Are you aware that there is a 19th century wall in central Bristol which contains a  mystifying inscription: “Half this wall is the property of the Corporation of Bristol”? No explanation as to the ‘whys or wherefores’ or even which half, top bottom, or side.  A covert property deal? 

Intrigued, I made inquiries and was told the inscription originally accompanied a strange set of marks. Although not understood, these were copied and lodged with the City Archives.  I had a fruitless search, but I wasn’t sure what I was looking for and didn’t know where it was filed.

After another two days in the archives I found the strange set of marks. Baffled, I consulted a friend who said it could be a Transpositional Cypher. Months went by, I’d forgotten all about it, when out of the blue he called. He thought it a ‘pigpen cypher’, and if correct was about an underground meeting and the message included the name Wadipam. 

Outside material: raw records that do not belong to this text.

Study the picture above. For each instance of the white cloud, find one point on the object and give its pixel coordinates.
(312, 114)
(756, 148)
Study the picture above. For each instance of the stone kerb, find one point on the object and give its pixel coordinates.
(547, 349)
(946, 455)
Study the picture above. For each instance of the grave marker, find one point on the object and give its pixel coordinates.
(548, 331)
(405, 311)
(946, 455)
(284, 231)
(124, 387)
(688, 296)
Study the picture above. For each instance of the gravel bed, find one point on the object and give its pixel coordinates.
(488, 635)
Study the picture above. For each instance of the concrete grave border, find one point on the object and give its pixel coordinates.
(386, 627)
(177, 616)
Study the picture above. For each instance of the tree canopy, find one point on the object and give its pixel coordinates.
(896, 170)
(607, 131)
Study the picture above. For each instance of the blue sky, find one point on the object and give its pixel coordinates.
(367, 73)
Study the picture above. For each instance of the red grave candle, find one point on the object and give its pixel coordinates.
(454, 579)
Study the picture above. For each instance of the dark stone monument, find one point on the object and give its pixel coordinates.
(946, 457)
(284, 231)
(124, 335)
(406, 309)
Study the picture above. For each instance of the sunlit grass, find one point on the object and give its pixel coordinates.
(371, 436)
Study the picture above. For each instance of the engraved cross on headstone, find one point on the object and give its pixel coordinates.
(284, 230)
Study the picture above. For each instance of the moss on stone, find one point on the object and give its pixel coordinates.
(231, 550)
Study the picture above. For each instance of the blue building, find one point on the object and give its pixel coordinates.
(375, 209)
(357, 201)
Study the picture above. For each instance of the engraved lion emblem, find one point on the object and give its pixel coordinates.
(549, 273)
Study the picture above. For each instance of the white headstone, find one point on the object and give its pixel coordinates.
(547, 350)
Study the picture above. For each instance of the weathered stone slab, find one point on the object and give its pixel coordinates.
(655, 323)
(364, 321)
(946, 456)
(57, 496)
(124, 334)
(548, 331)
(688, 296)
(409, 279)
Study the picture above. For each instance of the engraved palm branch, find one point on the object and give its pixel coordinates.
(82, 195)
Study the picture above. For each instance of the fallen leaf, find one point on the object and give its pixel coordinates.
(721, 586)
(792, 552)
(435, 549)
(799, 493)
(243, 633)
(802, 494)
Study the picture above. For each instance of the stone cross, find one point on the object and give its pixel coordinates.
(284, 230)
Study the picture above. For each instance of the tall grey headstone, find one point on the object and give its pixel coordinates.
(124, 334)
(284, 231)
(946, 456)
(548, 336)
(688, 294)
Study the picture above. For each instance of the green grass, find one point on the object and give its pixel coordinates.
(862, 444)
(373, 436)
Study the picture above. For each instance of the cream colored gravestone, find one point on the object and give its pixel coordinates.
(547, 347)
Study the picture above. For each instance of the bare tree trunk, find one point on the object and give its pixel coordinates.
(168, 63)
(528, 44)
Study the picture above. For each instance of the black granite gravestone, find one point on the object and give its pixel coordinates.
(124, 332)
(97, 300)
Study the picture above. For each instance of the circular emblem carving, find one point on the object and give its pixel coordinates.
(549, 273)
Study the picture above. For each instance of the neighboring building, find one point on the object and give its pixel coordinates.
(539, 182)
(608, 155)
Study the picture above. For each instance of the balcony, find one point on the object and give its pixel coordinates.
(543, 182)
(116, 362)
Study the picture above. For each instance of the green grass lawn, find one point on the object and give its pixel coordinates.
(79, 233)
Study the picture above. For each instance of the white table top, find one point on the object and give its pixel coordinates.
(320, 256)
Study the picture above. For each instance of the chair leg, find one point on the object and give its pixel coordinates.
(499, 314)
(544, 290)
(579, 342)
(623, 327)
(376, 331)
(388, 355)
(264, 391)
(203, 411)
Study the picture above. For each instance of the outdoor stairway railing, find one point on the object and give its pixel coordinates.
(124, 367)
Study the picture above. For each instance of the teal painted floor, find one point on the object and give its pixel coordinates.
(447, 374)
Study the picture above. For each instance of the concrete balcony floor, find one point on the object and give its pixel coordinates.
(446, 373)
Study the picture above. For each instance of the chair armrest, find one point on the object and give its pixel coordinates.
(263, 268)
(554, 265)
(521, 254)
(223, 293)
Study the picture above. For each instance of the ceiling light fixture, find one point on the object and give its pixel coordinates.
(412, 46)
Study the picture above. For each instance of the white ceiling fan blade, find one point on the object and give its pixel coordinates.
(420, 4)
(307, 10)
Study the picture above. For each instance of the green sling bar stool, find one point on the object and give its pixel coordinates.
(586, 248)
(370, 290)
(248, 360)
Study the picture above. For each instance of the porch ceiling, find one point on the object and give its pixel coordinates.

I could only find one person of that name in Bristol in 1808.  A John Wadipam trading as a glazier, (very surprising considering the venue for his clandestine meeting), perhaps he had a secret fear of defenestration?  Was he also responsible for another underground room off Bath Road which had a window blocked by earth?

So what was the venue of John Wadipam’s meeting, and what merited such extreme secrecy? When I was given a full transcription of the cypher, it was a very short message, “meet at Wadipam’s cellar”.  I then discovered that John Wadipam had called upon Frederick Charles Husenbeth, a well-respected Bristol merchant with premises on St Nicholas Street, for his help resolve a long running property dispute. He was trading as Husenbeath and Co, of St Nicholas Street in 1795, and by 1806 the business expanded to Husenbeath and Son with a further business beneath the New Market in Baldwin Street,  beside the ‘Market Steps’ leading to St Nicholas Street from Baldwin Street. 

  But where was the meeting to take place? Bristol still has thousands of cellars. At last, after newspaper publicity, a person who remained anonymous came forward with a faded photograph of a lettered stone in a cellar, explaining the outcome but not the dispute.  We were then told of yet another mysterious inscription that had  been recorded, this time in Fulthark Runes – a Scandi red herring to put people off the trail?  

A runic message in Bristol, surely not! However Bristol did once have an exclusive Royal Licence to trade with Baltic States. We had it translated, hoping it would throw light on our riddle, but it merely read: “Man is but a heap of mouldering dust”. We finally gave up. However we did find another Scandinavian message on an iron plate set in the pavement near Lloyds Greengrocer’s on Henleaze Road, it memorialised the Danish invasion of the Southwest. It reads ‘Danelaw CATV’.  Which obviously stands for: Conquerors Always Thinking of Valhalla.